The origin of insects is hidden in the mists of time. The sea and the North and South Poles are possibly the only environments that cannot support insect life (though pond skaters have been observed feeding on surface plankton as far as 1,000 miles away from the nearest land mass). The first fully formed and winged specimens appear in the fossil record of the Upper Carboniferous strata (about 300 million years ago). These look very similar to some insects alive on earth today, such as the cockroach! They were obviously so well adapted to earth’s environment that they needed no change in evolutionary design all these many years!
Plants use flowers to lure insects into performing a courier service for them. Scientists call the process pollination. Let me try and simplify a very complicated relationship. Long ago, before insects began to fly, there were no flowers on earth. Plants then used wind and water to transport their seeds. When insects finally learned to fly plants somehow became aware of this new talent and evolved flowers containing nectar (for insects to eat) and colours (to advertise the availability of such food). Fragrances made doubly sure that flying insects could find flowers even in the dark. This was no charity… the plants had ulterior motives.
When the insects came to snatch a sweet mouthful of nectar, the plants sneakily attached their pollen on the visitors. And when the flying creatures departed to visit another plant (hopefully of the same species) the pollen-courier-service was completed. Both plants and insects benefited. This relationship which is millions of years old continues till today and some insects have mouth-parts (a straw- like tongue in the case of moths and butterflies) which coincide exactly with the design of their food plants.
Friends in need
Insects are crucial to the survival of life on earth. Without them many plants would die, because they now have no alternative means to transport their seeds. Humans have learned to use honey bees almost as they do cows! Without honey, several human communities on earth would find themselves short of a crucial food source. Bees are also useful to humans because they help pollinate our fruit in orchards and without bees many of our orchards would almost certainly be ruined. Around 20,000 species of bees now use flowers as their exclusive source of food. If these flowers vanished the bees would follow suit… and vice versa. And that’s not all. Beeswax too is used widely in industry to manufacture candles, sealing wax, polishes and even some kinds of ink! ! Bee venom is used by doctors in the treatment of arthritis.

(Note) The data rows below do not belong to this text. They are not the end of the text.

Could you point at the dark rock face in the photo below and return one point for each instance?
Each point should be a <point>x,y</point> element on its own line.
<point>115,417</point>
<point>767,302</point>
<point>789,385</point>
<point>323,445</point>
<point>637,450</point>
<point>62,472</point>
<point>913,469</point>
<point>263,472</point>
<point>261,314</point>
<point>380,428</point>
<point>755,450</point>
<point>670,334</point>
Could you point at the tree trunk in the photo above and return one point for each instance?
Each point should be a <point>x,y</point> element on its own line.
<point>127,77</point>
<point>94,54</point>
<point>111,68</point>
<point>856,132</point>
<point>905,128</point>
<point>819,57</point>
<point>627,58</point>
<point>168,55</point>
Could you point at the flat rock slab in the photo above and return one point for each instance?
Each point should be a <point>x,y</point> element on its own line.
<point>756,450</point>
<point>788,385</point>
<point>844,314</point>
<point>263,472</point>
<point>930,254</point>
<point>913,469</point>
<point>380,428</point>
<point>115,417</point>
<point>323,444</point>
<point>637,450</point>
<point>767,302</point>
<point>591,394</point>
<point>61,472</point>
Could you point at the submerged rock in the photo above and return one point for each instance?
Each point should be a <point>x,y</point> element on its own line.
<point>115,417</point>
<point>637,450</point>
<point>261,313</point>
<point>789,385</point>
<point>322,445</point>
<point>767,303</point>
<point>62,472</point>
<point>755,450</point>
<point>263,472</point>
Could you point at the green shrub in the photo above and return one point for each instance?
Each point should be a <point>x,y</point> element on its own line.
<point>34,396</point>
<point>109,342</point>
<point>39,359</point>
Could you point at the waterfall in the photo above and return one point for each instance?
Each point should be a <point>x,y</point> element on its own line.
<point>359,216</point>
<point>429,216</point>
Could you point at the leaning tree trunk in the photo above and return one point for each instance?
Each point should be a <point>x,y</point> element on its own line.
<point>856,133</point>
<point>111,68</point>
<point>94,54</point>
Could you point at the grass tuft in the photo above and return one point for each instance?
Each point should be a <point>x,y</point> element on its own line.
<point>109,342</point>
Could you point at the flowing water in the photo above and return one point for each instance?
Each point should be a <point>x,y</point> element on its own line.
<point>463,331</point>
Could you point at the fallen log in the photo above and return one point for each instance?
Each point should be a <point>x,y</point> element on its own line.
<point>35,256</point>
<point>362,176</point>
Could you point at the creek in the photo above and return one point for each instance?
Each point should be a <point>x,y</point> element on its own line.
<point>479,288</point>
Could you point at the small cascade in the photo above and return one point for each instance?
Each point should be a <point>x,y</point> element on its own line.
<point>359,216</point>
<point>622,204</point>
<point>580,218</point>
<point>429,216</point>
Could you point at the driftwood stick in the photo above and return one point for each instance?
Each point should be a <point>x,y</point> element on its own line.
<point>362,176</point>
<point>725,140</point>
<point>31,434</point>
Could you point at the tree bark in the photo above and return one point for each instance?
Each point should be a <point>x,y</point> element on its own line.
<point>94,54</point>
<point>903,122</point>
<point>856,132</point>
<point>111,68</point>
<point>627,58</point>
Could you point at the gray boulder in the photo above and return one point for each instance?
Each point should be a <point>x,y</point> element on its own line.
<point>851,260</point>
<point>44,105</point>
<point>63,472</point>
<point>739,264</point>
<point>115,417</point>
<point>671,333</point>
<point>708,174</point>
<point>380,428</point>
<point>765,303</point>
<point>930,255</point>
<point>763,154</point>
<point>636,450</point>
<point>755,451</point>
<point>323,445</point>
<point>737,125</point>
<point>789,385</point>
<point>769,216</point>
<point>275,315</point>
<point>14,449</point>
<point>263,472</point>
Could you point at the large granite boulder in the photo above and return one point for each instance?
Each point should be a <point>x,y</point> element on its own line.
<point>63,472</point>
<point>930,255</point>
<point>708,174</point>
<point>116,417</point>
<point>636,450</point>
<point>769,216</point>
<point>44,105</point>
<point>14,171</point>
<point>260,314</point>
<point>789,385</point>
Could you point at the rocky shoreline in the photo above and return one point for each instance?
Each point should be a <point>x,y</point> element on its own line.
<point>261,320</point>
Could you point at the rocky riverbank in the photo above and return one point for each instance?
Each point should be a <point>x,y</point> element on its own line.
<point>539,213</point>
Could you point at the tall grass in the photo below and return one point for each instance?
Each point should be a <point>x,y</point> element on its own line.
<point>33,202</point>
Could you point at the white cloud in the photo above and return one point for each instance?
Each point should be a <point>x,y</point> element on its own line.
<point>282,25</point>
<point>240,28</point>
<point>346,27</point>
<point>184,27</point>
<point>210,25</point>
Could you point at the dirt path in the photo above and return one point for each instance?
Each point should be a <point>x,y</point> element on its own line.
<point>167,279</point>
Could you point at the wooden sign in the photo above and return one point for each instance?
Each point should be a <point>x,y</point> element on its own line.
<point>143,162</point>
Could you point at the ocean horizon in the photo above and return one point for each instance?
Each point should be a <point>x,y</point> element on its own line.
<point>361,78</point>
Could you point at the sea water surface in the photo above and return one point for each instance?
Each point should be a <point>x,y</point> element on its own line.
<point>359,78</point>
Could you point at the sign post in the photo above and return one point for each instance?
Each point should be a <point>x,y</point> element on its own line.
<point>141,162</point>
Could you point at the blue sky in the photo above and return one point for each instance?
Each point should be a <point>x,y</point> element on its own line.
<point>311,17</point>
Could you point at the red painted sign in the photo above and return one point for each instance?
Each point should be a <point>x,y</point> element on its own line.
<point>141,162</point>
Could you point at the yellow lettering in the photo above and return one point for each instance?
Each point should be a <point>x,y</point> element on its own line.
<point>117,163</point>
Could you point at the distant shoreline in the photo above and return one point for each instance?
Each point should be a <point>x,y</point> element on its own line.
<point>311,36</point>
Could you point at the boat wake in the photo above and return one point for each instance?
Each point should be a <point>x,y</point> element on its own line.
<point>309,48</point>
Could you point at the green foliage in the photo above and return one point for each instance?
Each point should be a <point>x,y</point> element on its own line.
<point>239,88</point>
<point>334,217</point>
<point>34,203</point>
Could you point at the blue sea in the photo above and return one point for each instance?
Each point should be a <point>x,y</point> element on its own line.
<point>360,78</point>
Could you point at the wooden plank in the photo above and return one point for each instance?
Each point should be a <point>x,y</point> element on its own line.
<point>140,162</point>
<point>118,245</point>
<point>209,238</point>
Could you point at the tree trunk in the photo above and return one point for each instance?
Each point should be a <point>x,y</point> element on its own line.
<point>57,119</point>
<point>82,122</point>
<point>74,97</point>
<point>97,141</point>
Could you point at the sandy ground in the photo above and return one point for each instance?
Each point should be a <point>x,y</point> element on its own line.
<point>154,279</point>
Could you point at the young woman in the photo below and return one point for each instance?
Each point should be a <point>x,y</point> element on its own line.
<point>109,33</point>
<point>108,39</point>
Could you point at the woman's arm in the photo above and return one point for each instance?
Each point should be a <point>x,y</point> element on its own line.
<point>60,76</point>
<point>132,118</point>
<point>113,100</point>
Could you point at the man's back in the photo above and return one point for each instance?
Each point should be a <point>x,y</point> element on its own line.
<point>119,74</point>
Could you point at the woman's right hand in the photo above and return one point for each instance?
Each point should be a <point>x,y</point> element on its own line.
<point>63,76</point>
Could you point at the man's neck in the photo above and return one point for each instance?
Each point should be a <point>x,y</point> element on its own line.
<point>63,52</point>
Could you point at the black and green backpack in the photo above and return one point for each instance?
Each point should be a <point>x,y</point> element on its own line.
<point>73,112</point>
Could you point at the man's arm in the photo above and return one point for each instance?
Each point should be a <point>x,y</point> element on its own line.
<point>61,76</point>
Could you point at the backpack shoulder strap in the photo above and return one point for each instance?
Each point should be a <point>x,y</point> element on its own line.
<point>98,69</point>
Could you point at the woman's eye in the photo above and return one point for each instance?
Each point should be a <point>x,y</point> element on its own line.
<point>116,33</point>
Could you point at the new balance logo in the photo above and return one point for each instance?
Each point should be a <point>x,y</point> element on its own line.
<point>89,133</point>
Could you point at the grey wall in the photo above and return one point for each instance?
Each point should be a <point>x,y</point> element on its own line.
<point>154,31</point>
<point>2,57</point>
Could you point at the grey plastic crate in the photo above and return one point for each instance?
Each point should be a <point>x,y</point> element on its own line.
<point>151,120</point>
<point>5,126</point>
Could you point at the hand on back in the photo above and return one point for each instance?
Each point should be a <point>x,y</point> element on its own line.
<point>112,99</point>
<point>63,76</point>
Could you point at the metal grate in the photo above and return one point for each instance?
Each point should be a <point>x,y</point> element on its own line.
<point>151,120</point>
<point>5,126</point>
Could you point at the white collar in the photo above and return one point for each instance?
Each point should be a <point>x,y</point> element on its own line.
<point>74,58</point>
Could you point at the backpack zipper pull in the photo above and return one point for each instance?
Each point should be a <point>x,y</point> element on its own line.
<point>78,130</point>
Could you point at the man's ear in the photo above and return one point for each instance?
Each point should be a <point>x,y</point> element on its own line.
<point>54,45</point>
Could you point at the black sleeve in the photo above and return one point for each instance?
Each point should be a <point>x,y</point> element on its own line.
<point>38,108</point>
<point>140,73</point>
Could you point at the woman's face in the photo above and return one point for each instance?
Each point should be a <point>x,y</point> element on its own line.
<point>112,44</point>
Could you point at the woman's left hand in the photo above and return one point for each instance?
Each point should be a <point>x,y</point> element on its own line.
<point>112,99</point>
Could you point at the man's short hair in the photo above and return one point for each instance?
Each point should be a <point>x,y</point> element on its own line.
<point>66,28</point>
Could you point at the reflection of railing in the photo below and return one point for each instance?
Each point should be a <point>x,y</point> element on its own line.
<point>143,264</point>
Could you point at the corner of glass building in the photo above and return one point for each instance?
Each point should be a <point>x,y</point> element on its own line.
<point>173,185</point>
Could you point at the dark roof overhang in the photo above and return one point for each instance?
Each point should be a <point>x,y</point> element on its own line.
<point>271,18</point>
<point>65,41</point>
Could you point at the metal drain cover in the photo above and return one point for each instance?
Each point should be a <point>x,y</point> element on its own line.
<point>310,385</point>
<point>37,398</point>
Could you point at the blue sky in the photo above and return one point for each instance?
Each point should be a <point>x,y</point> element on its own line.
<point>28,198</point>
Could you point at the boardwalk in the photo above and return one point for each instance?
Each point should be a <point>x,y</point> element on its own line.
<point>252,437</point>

Thousands of other insects help us in uncounted ways. If there were no ladybirds around, for instance, aphids would destroy vast quantities of our crops. Wasps too eat creatures which would otherwise consume our farm produce. Butterflies do not merely lend quality to our lives because of their gentle, attractive ways; without butterflies thousands of flowering plants upon which millions of humans depend would vanish from the earth. We cannot protect such insects without protecting their wild (host) plants. This often means setting aside vast portions of the earth for sanctuaries and national parks where no human activity is allowed to disturb nature’s balance.
A losing battle
I find it rather silly that humans have chosen to declare war on insects through the use of poisons (insecticides). There is no doubt that caterpillars, beetles and grasshoppers pose a problem to farmers because they eat our food crops. But the Food and Agriculture Organisation (FAO) of the United Nations has more than enough proof on hand to indicate that our crops cannot be protected indefinitely by poisoning the `enemy’. This has not stopped us from waging our absurd chemical war against insects.
Why will we inevitably lose the pesticide-grasshopper-caterpillar- thrip-weevil war? Because the processes of evolution are on the side of the little ones. Pesticides apply selection pressure on species in the same manner as do droughts, floods or climate change.
Evolution has armed insects with the ability to alter their genes so as to: 1. Avoid our poisons. 2. Reduce their toxic impact. 3. Manufacture antidotes fast. If the above defences not work, insects have yet another trick up their sleeves! They can actually move or shrink the vital organs in their bodies that our pesticides target. Though we kill billions of grasshoppers each year their populations continue to rise as does the quantity of crops they consume. The insects are winning the war because they have turned our weapons against us. Pesticides are now a significant cause of kidney damage, blindness, cancer and brain damage in humans. If we did away with pesticides slowly and grew different types of crops organically on our farms, our food security would be enhanced and the cost of food would fall. This would, of course, spell doom for many multinational corporations which profit from pesticides.